This is Why Queer Youth are More Likely to Suffer From Mental Illness (Part 2)

In part one of this blog series, we talked about the risk factors of coming out, and in this is part, we’ll talk about the different mental illnesses that afflict queer people. When it comes to mental illness, some groups of people are more affected than others, and this is because of a plethora of issues like societal issues, environment, and even genetics. One such group is the queer community (composed of individuals with different gender identities and sexuality other than cis-gendered and straight). Studies have proven that queer individuals are more likely to have mental illness compared to their straight counterparts. This is because they are at high risk of experiencing shame, trauma, and discrimination based on something they can’t change. Queer people also use mental health services 2.5 times more than their straight counterparts.



According to statistics, 4.5% of the American population identify as lesbian, gay, bisexual, or transgender, and over 39% of these individuals have reported suffering from mental illness in the past year. This is nearly 5.8 million people, which is roughly the population of Kentucky. Research also suggests that queer people also face health disparities, which are linked to social stigma and discrimination. Queer teens are 6 times more likely to experience symptoms of depression compared to their straight peers, and the former is twice as likely to feel suicidal and over 4 times as likely to attempt suicide when compared to heterosexual youth. It is also very alarming when we see the statistics of trans adults; 48% of them have seriously considered suicide in the past year; it is essential to note that about 4% of the US population have thought about suicide. 8% of queer individuals and 27% of trans individuals reported being denied health care services.

Why are queer people more likely to suffer from a mental illness?


With the lack of acceptance and ostracization of friends and family, queer people face a lot of discrimination in the space they live in. This is one of the main factors that affect queer individuals around the world, and with the rise of homophobic and transphobic violence, queer people are more and more fearful of being open and proud in public. The increase in hate crime has increased PTSD (Post-Traumatic Stress Disorder) of being open out in public. It is important to note that 2021 has been deemed the year when it was the hardest to be trans in the world. 2021 is the ‘deadliest year’ since the record began, and this year only, 375 trans people were murdered around the globe. Last year 350 trans individuals were murdered, and one would think that queer people are more and more accepted, but the number tells a different story. ΒΌ of those killed this year were killed in their home according to the TDoR (Transgender Day of Remembrance). 9 out of 10 trans people killed this year were trans women or transfeminine people and over half of 58% of them were sex workers.
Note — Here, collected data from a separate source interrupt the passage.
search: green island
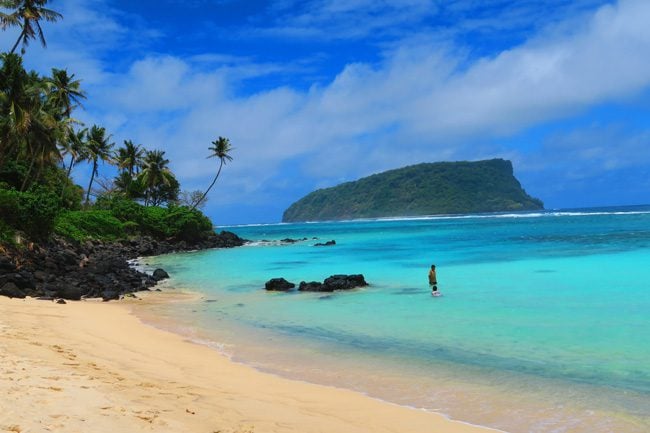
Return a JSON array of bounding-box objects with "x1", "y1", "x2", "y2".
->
[{"x1": 283, "y1": 159, "x2": 543, "y2": 222}]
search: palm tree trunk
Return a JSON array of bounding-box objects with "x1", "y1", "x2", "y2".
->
[
  {"x1": 60, "y1": 155, "x2": 75, "y2": 199},
  {"x1": 85, "y1": 161, "x2": 97, "y2": 206},
  {"x1": 10, "y1": 34, "x2": 22, "y2": 54},
  {"x1": 20, "y1": 156, "x2": 37, "y2": 191},
  {"x1": 190, "y1": 161, "x2": 223, "y2": 211}
]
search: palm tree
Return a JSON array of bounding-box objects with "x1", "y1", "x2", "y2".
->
[
  {"x1": 190, "y1": 136, "x2": 233, "y2": 211},
  {"x1": 138, "y1": 150, "x2": 175, "y2": 206},
  {"x1": 58, "y1": 126, "x2": 87, "y2": 197},
  {"x1": 84, "y1": 125, "x2": 114, "y2": 205},
  {"x1": 0, "y1": 53, "x2": 32, "y2": 165},
  {"x1": 0, "y1": 0, "x2": 62, "y2": 55},
  {"x1": 45, "y1": 68, "x2": 85, "y2": 119},
  {"x1": 116, "y1": 140, "x2": 145, "y2": 177}
]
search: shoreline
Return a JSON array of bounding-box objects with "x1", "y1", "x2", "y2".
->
[{"x1": 0, "y1": 296, "x2": 498, "y2": 433}]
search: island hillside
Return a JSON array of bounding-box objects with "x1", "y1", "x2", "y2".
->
[{"x1": 282, "y1": 159, "x2": 543, "y2": 222}]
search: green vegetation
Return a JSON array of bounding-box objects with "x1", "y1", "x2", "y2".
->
[
  {"x1": 283, "y1": 159, "x2": 544, "y2": 222},
  {"x1": 0, "y1": 3, "x2": 234, "y2": 245}
]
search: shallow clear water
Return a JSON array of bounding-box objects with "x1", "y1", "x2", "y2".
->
[{"x1": 141, "y1": 207, "x2": 650, "y2": 433}]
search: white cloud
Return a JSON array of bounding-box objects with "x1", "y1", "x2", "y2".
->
[
  {"x1": 7, "y1": 0, "x2": 649, "y2": 221},
  {"x1": 100, "y1": 1, "x2": 650, "y2": 211}
]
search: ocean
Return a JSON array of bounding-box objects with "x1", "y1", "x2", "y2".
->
[{"x1": 137, "y1": 206, "x2": 650, "y2": 433}]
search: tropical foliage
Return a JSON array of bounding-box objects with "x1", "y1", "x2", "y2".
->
[
  {"x1": 0, "y1": 0, "x2": 62, "y2": 55},
  {"x1": 0, "y1": 5, "x2": 233, "y2": 244}
]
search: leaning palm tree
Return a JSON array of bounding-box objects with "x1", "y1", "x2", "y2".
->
[
  {"x1": 190, "y1": 136, "x2": 233, "y2": 211},
  {"x1": 0, "y1": 0, "x2": 63, "y2": 55},
  {"x1": 45, "y1": 68, "x2": 86, "y2": 119},
  {"x1": 84, "y1": 125, "x2": 114, "y2": 205},
  {"x1": 116, "y1": 139, "x2": 145, "y2": 177}
]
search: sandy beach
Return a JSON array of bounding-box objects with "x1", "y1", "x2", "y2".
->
[{"x1": 0, "y1": 296, "x2": 496, "y2": 433}]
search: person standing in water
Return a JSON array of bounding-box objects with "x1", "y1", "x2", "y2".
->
[{"x1": 428, "y1": 264, "x2": 438, "y2": 294}]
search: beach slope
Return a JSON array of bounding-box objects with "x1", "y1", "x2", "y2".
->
[{"x1": 0, "y1": 297, "x2": 495, "y2": 433}]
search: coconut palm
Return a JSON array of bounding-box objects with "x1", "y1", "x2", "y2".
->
[
  {"x1": 138, "y1": 150, "x2": 176, "y2": 206},
  {"x1": 116, "y1": 140, "x2": 145, "y2": 177},
  {"x1": 45, "y1": 68, "x2": 85, "y2": 119},
  {"x1": 58, "y1": 126, "x2": 87, "y2": 197},
  {"x1": 190, "y1": 136, "x2": 233, "y2": 211},
  {"x1": 0, "y1": 0, "x2": 62, "y2": 55},
  {"x1": 0, "y1": 53, "x2": 35, "y2": 164},
  {"x1": 84, "y1": 125, "x2": 114, "y2": 205}
]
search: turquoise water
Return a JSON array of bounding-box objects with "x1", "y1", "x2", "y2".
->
[{"x1": 142, "y1": 207, "x2": 650, "y2": 433}]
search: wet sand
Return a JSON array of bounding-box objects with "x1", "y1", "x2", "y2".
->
[{"x1": 0, "y1": 296, "x2": 496, "y2": 433}]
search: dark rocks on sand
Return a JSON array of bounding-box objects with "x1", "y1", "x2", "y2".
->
[
  {"x1": 56, "y1": 286, "x2": 83, "y2": 301},
  {"x1": 102, "y1": 290, "x2": 120, "y2": 302},
  {"x1": 152, "y1": 268, "x2": 170, "y2": 281},
  {"x1": 0, "y1": 230, "x2": 248, "y2": 301},
  {"x1": 0, "y1": 282, "x2": 26, "y2": 299},
  {"x1": 56, "y1": 299, "x2": 67, "y2": 304},
  {"x1": 314, "y1": 240, "x2": 336, "y2": 247},
  {"x1": 264, "y1": 278, "x2": 296, "y2": 291}
]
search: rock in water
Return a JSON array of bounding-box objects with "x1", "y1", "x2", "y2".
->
[
  {"x1": 152, "y1": 268, "x2": 170, "y2": 281},
  {"x1": 314, "y1": 240, "x2": 336, "y2": 247},
  {"x1": 264, "y1": 278, "x2": 296, "y2": 291},
  {"x1": 298, "y1": 281, "x2": 328, "y2": 292},
  {"x1": 323, "y1": 274, "x2": 368, "y2": 291}
]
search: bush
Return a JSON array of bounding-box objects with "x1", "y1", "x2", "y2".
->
[
  {"x1": 0, "y1": 186, "x2": 61, "y2": 239},
  {"x1": 95, "y1": 196, "x2": 213, "y2": 241},
  {"x1": 54, "y1": 210, "x2": 125, "y2": 241},
  {"x1": 0, "y1": 219, "x2": 15, "y2": 245},
  {"x1": 164, "y1": 205, "x2": 213, "y2": 242}
]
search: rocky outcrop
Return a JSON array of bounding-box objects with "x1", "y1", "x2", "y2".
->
[
  {"x1": 264, "y1": 278, "x2": 296, "y2": 291},
  {"x1": 268, "y1": 274, "x2": 369, "y2": 293},
  {"x1": 298, "y1": 281, "x2": 325, "y2": 291},
  {"x1": 0, "y1": 231, "x2": 246, "y2": 301},
  {"x1": 152, "y1": 268, "x2": 170, "y2": 281},
  {"x1": 314, "y1": 240, "x2": 336, "y2": 247},
  {"x1": 322, "y1": 274, "x2": 367, "y2": 291}
]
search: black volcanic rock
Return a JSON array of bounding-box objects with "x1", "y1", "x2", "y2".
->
[
  {"x1": 0, "y1": 230, "x2": 247, "y2": 301},
  {"x1": 0, "y1": 282, "x2": 25, "y2": 298},
  {"x1": 314, "y1": 240, "x2": 336, "y2": 247},
  {"x1": 264, "y1": 278, "x2": 296, "y2": 291},
  {"x1": 152, "y1": 268, "x2": 170, "y2": 281},
  {"x1": 298, "y1": 281, "x2": 327, "y2": 292},
  {"x1": 323, "y1": 274, "x2": 368, "y2": 291}
]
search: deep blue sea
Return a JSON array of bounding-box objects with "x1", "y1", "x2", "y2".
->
[{"x1": 139, "y1": 206, "x2": 650, "y2": 433}]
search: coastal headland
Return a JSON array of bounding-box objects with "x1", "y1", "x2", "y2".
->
[{"x1": 0, "y1": 296, "x2": 496, "y2": 433}]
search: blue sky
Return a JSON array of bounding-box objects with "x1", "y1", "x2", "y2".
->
[{"x1": 2, "y1": 0, "x2": 650, "y2": 224}]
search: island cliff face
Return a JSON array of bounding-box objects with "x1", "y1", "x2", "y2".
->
[{"x1": 282, "y1": 159, "x2": 543, "y2": 222}]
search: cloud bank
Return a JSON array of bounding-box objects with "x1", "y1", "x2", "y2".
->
[{"x1": 5, "y1": 0, "x2": 650, "y2": 223}]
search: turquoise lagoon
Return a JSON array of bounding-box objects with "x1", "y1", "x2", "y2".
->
[{"x1": 140, "y1": 206, "x2": 650, "y2": 433}]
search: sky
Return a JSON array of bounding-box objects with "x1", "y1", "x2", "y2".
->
[{"x1": 2, "y1": 0, "x2": 650, "y2": 225}]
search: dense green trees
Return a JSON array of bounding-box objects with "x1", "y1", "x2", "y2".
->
[
  {"x1": 283, "y1": 159, "x2": 544, "y2": 222},
  {"x1": 0, "y1": 6, "x2": 233, "y2": 244}
]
What can you do about this?


Whether you are queer or an ally, one thing you can do is help out and donate to your queer organizations or to The Trevor Project. We thrive in unity, and once we start talking against discrimination and homophobia that is still seen in public is coded as wrong, we see true and real progress. If you are not prepared for your kid to be queer or non-binary, or trans, then I’m sorry to say this, but you shouldn’t be a parent because the job of a parent is to love their kids no matter what and to fight for them to live and have a better life than you had. Support systems are an essential aspect of mental health and queer and straight individuals’ well-being.

Sound off in the comments section below and tell us if you want to read more about queer issues. It is important to talk and write about these problems because they are usually kept aside and discarded as we are people who are already in the margin. By talking about queer issues, we normalize them and make them more acceptable to talk about. By talking about queer issues and mental illness, we are making it easier for queer people to ask for help if they struggle with their sexuality and/or gender identity.